# 28mm studded tires?



## marc180 (Feb 2, 2006)

ok, i give in...i think i need some studded tires if i am going to continue to ride to work safely throughout the winter (i'm in WI and the plowing has not been very good). but here's the problem, my fixie/ss commuter is a 1987 bianchi brava with road geometry (rear has 120mm spacing). in other words, i don't have much "room" and can't fit anything bigger than 28s. one LBS suggested i do NOT go with a conti or vittoria tire because they tend to run "taller", which will be a problem for fork clearance and seatpost/rear brake mount clearance. at the time, they suggested bontracer race lite hardcase tires, but this was before i started considering studded tires.

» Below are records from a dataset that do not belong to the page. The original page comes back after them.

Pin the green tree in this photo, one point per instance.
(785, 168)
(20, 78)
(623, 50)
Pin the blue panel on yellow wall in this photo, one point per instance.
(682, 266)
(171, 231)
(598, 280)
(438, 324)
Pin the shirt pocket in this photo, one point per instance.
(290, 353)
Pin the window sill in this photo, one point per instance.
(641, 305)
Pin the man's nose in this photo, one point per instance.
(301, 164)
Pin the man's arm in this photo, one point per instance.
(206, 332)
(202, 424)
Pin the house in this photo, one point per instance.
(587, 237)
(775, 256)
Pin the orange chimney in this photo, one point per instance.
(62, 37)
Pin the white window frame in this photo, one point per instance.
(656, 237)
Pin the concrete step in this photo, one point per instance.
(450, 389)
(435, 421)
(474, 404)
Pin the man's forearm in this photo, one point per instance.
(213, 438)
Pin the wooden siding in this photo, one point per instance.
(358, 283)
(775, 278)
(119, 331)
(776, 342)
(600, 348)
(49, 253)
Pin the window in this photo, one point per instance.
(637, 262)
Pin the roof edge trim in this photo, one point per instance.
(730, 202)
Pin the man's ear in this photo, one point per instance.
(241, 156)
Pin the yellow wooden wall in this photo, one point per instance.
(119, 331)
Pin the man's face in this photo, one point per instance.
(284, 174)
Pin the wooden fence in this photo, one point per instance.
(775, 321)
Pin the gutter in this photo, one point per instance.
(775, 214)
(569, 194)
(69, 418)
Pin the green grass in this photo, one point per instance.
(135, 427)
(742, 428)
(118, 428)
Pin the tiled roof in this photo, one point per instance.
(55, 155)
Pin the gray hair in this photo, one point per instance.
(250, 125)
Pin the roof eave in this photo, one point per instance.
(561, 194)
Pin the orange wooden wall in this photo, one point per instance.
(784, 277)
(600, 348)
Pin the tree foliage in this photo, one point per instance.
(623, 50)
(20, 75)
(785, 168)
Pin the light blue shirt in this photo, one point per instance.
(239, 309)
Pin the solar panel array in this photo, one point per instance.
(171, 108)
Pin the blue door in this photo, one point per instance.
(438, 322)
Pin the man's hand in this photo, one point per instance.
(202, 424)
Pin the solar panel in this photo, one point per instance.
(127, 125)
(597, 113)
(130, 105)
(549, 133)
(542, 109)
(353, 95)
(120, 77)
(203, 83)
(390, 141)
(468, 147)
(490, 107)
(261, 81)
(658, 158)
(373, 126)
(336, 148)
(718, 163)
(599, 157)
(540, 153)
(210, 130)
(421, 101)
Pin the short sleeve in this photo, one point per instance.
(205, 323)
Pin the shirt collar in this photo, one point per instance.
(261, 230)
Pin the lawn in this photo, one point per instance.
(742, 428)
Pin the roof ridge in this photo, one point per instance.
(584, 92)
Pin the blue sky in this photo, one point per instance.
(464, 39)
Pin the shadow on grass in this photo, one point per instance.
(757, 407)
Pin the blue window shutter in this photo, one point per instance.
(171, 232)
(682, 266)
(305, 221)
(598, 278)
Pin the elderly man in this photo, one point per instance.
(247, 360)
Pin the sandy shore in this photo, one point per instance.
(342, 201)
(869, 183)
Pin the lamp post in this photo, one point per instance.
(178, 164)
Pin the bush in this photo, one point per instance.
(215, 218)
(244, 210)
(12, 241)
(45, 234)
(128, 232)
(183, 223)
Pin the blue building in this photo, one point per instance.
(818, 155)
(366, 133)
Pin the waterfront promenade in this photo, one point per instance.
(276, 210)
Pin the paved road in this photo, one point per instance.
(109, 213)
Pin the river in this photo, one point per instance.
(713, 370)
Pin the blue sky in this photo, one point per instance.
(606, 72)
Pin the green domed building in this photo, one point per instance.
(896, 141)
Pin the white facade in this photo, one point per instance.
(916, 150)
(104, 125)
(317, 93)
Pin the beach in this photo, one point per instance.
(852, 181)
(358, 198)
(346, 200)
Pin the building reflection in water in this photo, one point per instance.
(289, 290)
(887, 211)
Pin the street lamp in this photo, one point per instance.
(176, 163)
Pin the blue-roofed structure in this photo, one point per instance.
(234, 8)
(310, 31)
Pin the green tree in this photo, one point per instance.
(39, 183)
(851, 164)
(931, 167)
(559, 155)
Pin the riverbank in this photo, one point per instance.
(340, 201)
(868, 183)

i'm not completely excluding non-studded tires, but i would prefer studded if i can get some that will fit. anyone have any suggestions for me? fwiw, my wheels are OPs on surly hubs.

thanks!


----------



## JeffS (Oct 3, 2006)

I've never seen a studded tire smaller than 35mm.


----------



## FatTireFred (Jan 31, 2005)

not sure you'll find any that skinny. check out icebike.com... you can make you own if your don't find anything.

btw, you do know that current road spacing is 130mm? 120mm is current track spacing


----------



## marc180 (Feb 2, 2006)

*darn...*

i didn't really think that 28mm studded tires existed, but i thought someone here might know of some. oh well.

and yes, i know road spacing is 130mm and track is 120mm nowadays. i just posted that info to give you all more info on my rig.


----------